“ UK consumers are even paying hundreds of millions of pounds to turn wind turbines off, because the grid cannot cope with how much green clean electricity they generate on some days. ”
That is not particularly uncommon with intermittent renewables, depending on contract structures for wind/solar versus contracts for other assets. Wind and PV don’t respond to merit-order pricing, their marginal cost of generation is either approaching zero, or they cannot generate. Depending on the contract governing their generation, they may receive revenues for available power not sent to the grid. Nuclear load cannot be curtailed quickly, so if baseload plus intermittent renewables exceeds demand, some of the renewable supply cannot be taken up - but some of it may get paid as if it was.
There are also natural gas plants that are receiving capacity charges, revenues for being available when not needed.
As RedWhippet says, transmission can also be a bottleneck.

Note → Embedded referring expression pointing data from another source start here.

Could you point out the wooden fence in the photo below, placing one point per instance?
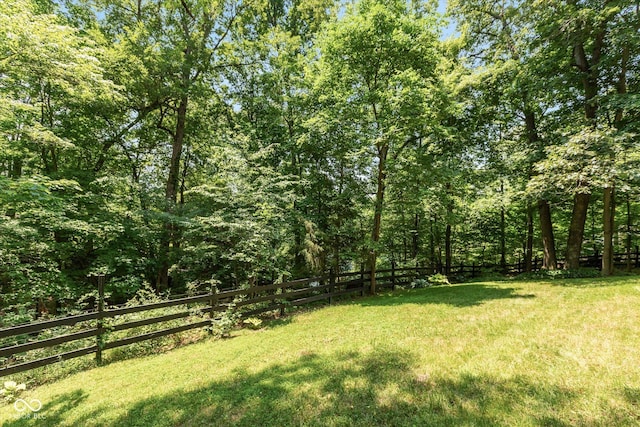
(270, 298)
(273, 297)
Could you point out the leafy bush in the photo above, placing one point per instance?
(419, 283)
(252, 323)
(438, 279)
(222, 327)
(560, 274)
(11, 390)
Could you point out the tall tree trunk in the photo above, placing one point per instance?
(590, 72)
(549, 260)
(628, 237)
(377, 215)
(414, 239)
(448, 261)
(576, 230)
(171, 194)
(528, 250)
(503, 238)
(609, 225)
(447, 249)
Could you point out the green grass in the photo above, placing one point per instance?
(565, 352)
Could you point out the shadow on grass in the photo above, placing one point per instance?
(595, 282)
(458, 296)
(52, 413)
(347, 389)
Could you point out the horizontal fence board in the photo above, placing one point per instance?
(155, 334)
(256, 300)
(146, 307)
(261, 310)
(47, 324)
(350, 274)
(49, 342)
(47, 361)
(151, 321)
(308, 300)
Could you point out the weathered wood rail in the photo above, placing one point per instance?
(272, 297)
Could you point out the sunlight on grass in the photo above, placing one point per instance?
(508, 353)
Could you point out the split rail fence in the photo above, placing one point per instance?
(268, 298)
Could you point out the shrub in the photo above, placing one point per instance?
(438, 279)
(11, 390)
(560, 274)
(252, 323)
(419, 283)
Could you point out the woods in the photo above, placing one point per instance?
(189, 144)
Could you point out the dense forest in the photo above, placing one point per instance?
(180, 144)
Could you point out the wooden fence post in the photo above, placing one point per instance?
(100, 323)
(393, 275)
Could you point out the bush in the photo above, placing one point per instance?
(577, 273)
(438, 279)
(419, 283)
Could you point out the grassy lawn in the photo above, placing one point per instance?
(510, 353)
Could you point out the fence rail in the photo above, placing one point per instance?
(276, 296)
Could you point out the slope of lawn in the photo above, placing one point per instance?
(510, 353)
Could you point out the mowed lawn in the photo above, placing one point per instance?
(506, 353)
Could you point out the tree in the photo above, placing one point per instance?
(377, 69)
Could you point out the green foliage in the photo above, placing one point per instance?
(438, 280)
(227, 322)
(560, 274)
(252, 323)
(12, 390)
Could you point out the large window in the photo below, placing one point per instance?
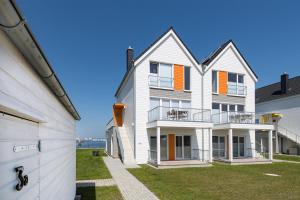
(187, 78)
(214, 81)
(160, 75)
(236, 84)
(153, 68)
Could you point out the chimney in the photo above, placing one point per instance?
(284, 83)
(129, 57)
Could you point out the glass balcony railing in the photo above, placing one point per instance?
(236, 89)
(238, 118)
(179, 114)
(160, 82)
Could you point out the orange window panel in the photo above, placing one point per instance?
(171, 141)
(223, 77)
(178, 77)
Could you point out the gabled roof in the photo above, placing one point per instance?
(148, 48)
(273, 91)
(215, 54)
(171, 28)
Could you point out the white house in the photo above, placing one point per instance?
(37, 118)
(170, 107)
(282, 98)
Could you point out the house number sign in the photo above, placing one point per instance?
(21, 148)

This is one of the reasons why hydrogen is seeing a resurgence of interest. If renewable assets are being curtailed anyway, the energy may as well be stored cheaply.
Where on earth do they do that?!? Why would you use an external system when the lines themselves can act as heaters? A section running at short circuit current will easily produce enough heat to de-ice itself.

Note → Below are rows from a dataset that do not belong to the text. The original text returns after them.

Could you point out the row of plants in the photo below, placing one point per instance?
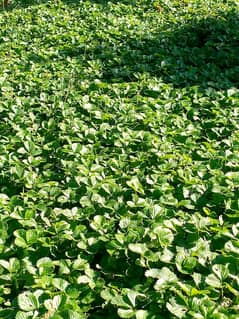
(119, 155)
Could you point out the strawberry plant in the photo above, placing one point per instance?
(119, 159)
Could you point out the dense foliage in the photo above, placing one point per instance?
(119, 157)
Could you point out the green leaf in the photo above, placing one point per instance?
(166, 278)
(142, 314)
(214, 281)
(24, 315)
(135, 184)
(27, 301)
(126, 313)
(138, 248)
(164, 235)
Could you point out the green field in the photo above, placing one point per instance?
(119, 159)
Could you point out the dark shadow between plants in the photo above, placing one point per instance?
(204, 53)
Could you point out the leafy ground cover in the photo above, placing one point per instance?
(119, 159)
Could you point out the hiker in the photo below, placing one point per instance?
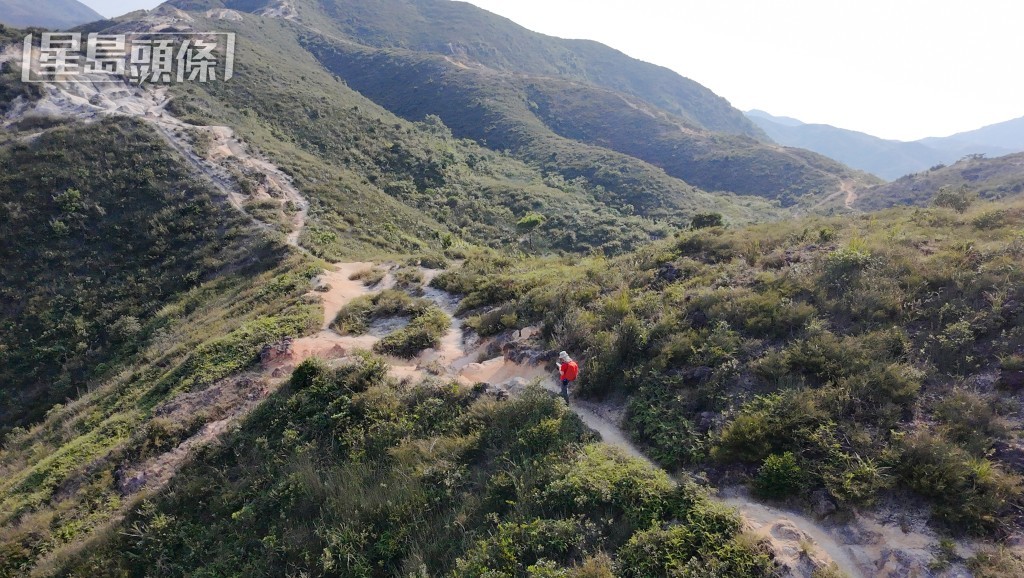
(568, 370)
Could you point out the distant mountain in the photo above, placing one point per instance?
(55, 14)
(990, 178)
(890, 159)
(578, 109)
(990, 139)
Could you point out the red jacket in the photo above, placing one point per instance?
(569, 370)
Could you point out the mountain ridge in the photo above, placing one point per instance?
(886, 158)
(59, 14)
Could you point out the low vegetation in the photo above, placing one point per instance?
(853, 357)
(343, 472)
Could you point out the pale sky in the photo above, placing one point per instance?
(896, 69)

We used to live near the Beauly to Denny power line. I’m sure the helicopters where only used to check it. Having said that, surely that is something that could be better achieved with drones?

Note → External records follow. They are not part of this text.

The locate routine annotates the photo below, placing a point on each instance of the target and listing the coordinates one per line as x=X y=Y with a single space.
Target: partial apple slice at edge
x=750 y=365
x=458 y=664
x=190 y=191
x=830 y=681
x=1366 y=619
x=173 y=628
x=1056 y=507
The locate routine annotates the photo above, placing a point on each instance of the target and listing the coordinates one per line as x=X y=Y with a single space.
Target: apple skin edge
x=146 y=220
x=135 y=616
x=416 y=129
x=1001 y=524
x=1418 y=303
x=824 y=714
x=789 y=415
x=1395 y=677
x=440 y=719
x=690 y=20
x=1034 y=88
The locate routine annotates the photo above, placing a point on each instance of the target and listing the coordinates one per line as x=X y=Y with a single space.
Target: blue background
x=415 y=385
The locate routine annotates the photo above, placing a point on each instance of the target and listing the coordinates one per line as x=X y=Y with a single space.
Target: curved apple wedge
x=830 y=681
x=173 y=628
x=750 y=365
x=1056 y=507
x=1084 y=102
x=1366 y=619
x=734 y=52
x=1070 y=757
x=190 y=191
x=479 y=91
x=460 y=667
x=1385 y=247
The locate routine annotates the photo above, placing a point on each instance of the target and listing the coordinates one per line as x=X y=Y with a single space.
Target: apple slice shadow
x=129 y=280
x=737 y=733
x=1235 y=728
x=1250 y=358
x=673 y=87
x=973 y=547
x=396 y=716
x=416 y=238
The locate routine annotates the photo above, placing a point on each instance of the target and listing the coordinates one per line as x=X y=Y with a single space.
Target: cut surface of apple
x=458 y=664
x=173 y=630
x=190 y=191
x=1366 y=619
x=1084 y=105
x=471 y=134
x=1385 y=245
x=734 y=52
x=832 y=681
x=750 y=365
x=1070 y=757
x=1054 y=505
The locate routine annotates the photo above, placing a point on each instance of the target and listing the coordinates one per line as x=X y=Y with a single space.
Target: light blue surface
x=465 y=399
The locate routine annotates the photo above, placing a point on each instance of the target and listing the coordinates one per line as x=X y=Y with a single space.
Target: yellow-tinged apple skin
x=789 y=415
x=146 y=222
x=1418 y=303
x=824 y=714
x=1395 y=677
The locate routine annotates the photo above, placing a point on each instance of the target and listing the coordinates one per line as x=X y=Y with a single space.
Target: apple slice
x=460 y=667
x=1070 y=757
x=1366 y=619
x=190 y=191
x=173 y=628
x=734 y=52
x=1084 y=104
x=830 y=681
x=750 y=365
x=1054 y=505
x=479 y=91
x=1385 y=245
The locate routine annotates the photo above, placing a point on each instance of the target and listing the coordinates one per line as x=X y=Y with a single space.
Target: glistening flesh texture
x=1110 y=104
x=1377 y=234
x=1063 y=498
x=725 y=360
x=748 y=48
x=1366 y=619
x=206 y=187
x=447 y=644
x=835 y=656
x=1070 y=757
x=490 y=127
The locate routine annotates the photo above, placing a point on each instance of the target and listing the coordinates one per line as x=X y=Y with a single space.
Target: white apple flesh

The UK also has a number of strategic oil lines across the country which they will monitor with helicopters. I’ve had one land next to me twice because I was digging a hole near one.
maybe just the one farm. my cousin just finished up a 10y stint as head of maint for two windmill farms (Tumbler Ridge and Bear Mountain). they had 50 windmills to maintain, they were serviced twice a year so two a week would be taken offline for maint. If I remember correctly, those ones had electric heating elements on the leading edge of the blade to prevent icing.
another cousin actually worked for same company, but in Zurich (site safety co-ordinator). he worked on the highest elevation windmill farm in Europe. he took most of the pics in this article.